L’Iran au Yémen: la confrontation avec l’Arabie Saoudite

Ce qui devait arriver a fini par arriver. Cela faisait longtemps que les régimes arabes modérés, guidés par la sempiternelle rivalité interne aux musulmans, entre islam arabe et islam persan chiite, constataient que la confrontation armée avec l’Iran finirait par succéder à la confrontation politique d’un type sournois. Aujourd’hui, les masques sont tombés, l’Arabie s’est rendue compte qu’elle ne pouvait plus attendre puisque Téhéran transforme le Yémen en une sorte de protectorat comme elle l’a fait en Syrie et en Irak… Les gérontes de Ryad ne pouvaient plus attendre. Ils ont pris en main les intérêts de leur propre sécurité, ont bousculé leurs alliés et protecteurs US et se moquent bien de torpiller le mauvais accord sur le nucléaire à Lausanne.

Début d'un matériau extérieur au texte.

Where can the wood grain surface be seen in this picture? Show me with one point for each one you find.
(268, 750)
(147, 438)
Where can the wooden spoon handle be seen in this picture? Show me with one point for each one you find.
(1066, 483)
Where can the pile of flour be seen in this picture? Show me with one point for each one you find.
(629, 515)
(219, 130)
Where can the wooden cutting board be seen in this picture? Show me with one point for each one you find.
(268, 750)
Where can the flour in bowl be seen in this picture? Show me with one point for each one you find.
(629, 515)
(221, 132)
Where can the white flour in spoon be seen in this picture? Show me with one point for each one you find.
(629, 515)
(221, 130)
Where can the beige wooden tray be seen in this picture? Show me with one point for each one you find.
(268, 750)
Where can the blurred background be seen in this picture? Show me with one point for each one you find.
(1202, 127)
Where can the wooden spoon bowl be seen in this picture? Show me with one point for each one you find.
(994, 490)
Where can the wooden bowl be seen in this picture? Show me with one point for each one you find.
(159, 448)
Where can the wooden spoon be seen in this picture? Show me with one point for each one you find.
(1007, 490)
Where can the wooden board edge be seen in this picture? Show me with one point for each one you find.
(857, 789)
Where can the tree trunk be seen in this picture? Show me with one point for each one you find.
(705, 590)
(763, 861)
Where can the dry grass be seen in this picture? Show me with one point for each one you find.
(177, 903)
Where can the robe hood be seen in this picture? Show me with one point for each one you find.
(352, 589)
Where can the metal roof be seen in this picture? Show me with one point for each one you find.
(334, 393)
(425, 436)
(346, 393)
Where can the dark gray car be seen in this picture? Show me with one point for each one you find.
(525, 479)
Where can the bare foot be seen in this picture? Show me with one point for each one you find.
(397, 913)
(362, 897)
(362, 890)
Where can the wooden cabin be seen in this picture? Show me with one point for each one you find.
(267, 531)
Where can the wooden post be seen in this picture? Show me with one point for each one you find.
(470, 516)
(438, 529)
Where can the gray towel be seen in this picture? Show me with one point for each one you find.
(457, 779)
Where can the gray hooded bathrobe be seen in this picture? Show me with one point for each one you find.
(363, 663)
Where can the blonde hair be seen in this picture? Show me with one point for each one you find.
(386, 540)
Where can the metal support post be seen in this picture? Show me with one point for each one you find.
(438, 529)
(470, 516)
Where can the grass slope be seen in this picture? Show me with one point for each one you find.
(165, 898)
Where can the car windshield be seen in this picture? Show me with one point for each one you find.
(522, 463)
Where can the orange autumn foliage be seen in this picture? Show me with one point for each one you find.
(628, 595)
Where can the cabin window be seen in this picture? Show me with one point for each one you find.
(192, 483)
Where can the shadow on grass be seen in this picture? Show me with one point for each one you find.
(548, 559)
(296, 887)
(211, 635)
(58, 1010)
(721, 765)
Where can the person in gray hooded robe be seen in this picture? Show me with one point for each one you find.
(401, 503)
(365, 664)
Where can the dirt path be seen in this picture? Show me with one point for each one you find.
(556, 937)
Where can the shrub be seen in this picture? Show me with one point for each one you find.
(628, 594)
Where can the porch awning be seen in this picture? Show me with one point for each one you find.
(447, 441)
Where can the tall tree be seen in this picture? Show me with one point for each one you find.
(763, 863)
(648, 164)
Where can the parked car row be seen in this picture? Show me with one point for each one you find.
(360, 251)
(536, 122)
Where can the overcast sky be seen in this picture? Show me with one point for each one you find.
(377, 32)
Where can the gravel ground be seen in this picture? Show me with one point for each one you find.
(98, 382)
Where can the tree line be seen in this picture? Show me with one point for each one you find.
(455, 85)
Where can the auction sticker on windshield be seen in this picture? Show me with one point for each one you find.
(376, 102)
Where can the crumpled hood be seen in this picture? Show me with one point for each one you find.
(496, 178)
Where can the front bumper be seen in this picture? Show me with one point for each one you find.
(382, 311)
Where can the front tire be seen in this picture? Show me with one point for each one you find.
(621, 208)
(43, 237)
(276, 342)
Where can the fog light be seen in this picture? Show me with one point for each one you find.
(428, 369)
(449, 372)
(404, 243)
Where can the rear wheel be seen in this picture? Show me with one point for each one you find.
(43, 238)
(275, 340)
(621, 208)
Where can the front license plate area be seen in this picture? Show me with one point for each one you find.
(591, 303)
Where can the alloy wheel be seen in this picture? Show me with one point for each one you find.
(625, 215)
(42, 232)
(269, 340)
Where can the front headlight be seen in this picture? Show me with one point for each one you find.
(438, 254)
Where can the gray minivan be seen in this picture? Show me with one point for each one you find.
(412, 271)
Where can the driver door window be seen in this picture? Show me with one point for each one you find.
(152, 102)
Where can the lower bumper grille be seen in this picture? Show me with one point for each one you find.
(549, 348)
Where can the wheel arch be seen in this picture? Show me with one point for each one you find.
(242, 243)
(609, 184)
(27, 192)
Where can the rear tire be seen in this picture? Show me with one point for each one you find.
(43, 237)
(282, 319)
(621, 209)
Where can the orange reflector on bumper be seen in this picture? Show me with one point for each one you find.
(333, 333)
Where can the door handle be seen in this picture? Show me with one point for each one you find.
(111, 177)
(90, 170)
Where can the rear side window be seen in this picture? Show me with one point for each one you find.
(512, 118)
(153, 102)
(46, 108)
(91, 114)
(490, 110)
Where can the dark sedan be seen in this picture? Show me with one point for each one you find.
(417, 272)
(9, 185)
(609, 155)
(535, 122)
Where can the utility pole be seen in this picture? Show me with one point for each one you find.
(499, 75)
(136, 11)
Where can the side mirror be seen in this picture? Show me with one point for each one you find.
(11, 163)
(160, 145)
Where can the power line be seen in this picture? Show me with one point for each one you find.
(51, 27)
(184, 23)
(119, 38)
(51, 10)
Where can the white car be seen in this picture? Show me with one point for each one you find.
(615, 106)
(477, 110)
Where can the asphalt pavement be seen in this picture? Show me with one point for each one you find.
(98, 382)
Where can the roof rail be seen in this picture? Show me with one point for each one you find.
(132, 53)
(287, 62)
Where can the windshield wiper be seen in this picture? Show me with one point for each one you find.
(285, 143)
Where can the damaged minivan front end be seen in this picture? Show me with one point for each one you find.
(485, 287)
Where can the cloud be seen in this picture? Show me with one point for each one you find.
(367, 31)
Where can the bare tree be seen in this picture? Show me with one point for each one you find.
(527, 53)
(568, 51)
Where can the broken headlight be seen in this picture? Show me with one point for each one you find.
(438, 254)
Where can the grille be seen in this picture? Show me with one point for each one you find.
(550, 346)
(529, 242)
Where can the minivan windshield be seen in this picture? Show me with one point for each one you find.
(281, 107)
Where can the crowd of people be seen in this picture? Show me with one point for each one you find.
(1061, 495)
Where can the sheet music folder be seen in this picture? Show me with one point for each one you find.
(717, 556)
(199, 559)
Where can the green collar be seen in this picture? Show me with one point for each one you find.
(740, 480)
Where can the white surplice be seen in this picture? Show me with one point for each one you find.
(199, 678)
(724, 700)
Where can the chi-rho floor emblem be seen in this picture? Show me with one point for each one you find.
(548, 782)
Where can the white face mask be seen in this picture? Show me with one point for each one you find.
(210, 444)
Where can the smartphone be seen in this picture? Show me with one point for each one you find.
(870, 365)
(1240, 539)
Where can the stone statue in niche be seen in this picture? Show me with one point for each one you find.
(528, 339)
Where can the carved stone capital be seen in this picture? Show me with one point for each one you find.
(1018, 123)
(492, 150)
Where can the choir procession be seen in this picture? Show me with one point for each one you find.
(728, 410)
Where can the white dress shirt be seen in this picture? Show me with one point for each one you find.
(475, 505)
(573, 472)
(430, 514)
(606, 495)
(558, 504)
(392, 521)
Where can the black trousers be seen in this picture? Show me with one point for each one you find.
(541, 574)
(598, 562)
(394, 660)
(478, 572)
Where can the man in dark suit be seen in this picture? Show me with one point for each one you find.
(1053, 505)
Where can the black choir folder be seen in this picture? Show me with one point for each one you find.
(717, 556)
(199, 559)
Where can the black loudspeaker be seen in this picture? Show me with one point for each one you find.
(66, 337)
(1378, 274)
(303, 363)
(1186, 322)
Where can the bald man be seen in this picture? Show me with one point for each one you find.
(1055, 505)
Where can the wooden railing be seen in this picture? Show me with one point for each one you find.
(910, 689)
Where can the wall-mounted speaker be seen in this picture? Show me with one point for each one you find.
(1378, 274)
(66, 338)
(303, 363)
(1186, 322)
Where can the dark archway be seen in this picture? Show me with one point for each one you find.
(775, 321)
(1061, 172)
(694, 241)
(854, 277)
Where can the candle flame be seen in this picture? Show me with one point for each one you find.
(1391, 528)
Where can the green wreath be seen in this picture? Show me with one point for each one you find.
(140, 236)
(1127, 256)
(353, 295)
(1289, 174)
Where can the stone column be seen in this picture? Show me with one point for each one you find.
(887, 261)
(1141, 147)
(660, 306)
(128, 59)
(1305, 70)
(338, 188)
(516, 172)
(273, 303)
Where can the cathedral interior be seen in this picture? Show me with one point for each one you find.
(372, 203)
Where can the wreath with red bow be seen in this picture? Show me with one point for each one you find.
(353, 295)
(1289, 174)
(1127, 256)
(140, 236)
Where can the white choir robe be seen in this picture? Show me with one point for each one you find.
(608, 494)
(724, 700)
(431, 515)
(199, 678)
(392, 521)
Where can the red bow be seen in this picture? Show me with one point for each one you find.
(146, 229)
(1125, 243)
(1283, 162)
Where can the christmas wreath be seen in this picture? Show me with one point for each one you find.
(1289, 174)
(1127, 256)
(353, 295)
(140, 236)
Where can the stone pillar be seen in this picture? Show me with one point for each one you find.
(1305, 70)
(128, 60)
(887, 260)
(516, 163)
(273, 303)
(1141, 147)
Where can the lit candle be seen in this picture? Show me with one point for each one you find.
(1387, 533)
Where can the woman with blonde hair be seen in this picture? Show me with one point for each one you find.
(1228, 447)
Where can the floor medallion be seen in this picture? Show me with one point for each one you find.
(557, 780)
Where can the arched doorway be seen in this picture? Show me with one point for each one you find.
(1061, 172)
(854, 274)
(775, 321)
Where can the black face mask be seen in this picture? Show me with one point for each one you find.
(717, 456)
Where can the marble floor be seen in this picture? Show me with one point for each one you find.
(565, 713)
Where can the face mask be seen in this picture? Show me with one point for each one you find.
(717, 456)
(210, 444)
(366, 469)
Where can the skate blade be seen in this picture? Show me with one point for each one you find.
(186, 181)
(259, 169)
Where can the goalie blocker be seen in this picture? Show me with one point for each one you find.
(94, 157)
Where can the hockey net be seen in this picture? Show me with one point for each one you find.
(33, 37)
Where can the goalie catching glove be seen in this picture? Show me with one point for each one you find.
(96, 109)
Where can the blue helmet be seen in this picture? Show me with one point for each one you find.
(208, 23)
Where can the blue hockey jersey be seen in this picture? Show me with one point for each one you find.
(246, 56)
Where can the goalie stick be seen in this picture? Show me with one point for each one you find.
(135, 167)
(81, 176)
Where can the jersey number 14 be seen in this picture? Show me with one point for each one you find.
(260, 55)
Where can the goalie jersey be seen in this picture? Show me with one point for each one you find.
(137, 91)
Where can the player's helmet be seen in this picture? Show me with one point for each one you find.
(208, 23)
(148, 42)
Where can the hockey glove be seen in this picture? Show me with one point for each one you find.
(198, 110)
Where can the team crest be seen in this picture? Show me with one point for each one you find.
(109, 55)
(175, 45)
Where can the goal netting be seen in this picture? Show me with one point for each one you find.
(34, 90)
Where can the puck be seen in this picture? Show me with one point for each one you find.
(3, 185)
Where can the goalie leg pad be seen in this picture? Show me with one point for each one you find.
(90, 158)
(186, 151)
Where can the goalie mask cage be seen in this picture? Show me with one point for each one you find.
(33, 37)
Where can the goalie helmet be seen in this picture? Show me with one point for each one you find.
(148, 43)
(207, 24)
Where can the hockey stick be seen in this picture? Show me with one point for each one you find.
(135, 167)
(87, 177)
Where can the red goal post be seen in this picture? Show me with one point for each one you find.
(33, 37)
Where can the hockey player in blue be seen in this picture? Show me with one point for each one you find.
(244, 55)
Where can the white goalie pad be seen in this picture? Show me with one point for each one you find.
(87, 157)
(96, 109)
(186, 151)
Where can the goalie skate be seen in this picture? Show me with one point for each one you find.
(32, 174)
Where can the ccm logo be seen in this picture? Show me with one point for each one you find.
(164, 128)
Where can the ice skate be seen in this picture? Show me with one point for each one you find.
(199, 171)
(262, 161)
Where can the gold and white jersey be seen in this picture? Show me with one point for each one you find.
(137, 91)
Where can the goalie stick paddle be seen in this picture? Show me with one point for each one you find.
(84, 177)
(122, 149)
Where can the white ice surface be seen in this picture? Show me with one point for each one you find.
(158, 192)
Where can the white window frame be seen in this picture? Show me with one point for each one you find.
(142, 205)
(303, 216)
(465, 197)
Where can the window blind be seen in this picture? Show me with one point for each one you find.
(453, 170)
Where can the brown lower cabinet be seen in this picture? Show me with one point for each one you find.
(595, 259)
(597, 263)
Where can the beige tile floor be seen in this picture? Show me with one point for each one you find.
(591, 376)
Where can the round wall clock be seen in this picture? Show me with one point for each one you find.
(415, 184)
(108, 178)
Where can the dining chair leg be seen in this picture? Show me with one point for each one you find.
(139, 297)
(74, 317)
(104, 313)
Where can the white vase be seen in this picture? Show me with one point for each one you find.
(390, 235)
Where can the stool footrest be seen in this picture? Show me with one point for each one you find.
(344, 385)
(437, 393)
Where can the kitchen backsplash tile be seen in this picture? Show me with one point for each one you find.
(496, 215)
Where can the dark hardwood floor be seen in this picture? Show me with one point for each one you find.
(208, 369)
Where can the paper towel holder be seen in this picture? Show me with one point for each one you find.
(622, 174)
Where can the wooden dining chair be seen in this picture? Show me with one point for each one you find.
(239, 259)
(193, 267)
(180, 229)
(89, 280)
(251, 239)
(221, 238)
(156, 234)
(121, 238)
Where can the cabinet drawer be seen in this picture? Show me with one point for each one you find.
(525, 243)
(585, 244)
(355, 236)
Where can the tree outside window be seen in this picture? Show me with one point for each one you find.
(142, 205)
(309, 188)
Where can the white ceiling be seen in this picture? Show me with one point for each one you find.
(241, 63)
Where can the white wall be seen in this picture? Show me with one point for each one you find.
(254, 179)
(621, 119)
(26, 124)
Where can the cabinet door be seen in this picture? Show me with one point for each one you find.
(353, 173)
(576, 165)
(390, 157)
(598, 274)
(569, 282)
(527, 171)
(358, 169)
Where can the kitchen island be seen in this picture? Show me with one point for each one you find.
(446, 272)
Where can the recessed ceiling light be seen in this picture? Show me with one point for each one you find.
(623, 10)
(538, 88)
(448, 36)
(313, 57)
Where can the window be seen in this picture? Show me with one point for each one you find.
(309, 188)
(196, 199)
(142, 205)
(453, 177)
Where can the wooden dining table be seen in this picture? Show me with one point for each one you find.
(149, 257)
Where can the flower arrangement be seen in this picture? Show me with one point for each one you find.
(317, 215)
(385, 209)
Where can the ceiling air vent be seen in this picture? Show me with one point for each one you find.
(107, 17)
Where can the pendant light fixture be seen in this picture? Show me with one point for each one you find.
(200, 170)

Quelle est la stratégie à long terme de l’Iran ? Le pays des Mollahs veut se tailler une place de choix dans la région qui est vitale pour le reste du monde. Tous les approvisionnements en pétrole transitent par cette région. Or, les sanctions occidentales ont mis à mal la monnaie iranienne qui a beaucoup perdu de sa valeur, l’économie est considérablement entravée même si l’inventivité persane parvient à passer entre les mailles du filet. En gros, la population a du mal à joindre les deux bouts et le pouvoir poursuit un seul objectif : desserrer le nœud coulant des sanctions économiques qui gênent même l’exportation du pétrole. Et c’est là le point névralgique : les voisins de l’Iran ainsi que les USA avec le gaz de schiste ont fait baisser les prix pour restreindre la manne pétrolière de l’Iran qui souffre en silence mais qui n’est pas resté inerte : les Mollahs ont choisi la méthode la plus prégnante de leur culture ancestrale : pratiquer le double langage, ne jamais agir à visage découvert, appliquer la même politique qu’au Liban où leur bras armé, la milice chiite Hezbollah, est un état dans l’Etat. On a déjà expliqué les jours précédents que la Syrie de Bachar serait déjà tombée comme un fruit mûr, n’était le soutien très fort de Téhéran. Et l’Etat Islamique serait déjà à Bagdad si les Gardiens de la révolution d’Iran n’étaient pas à pied d’œuvre sur place.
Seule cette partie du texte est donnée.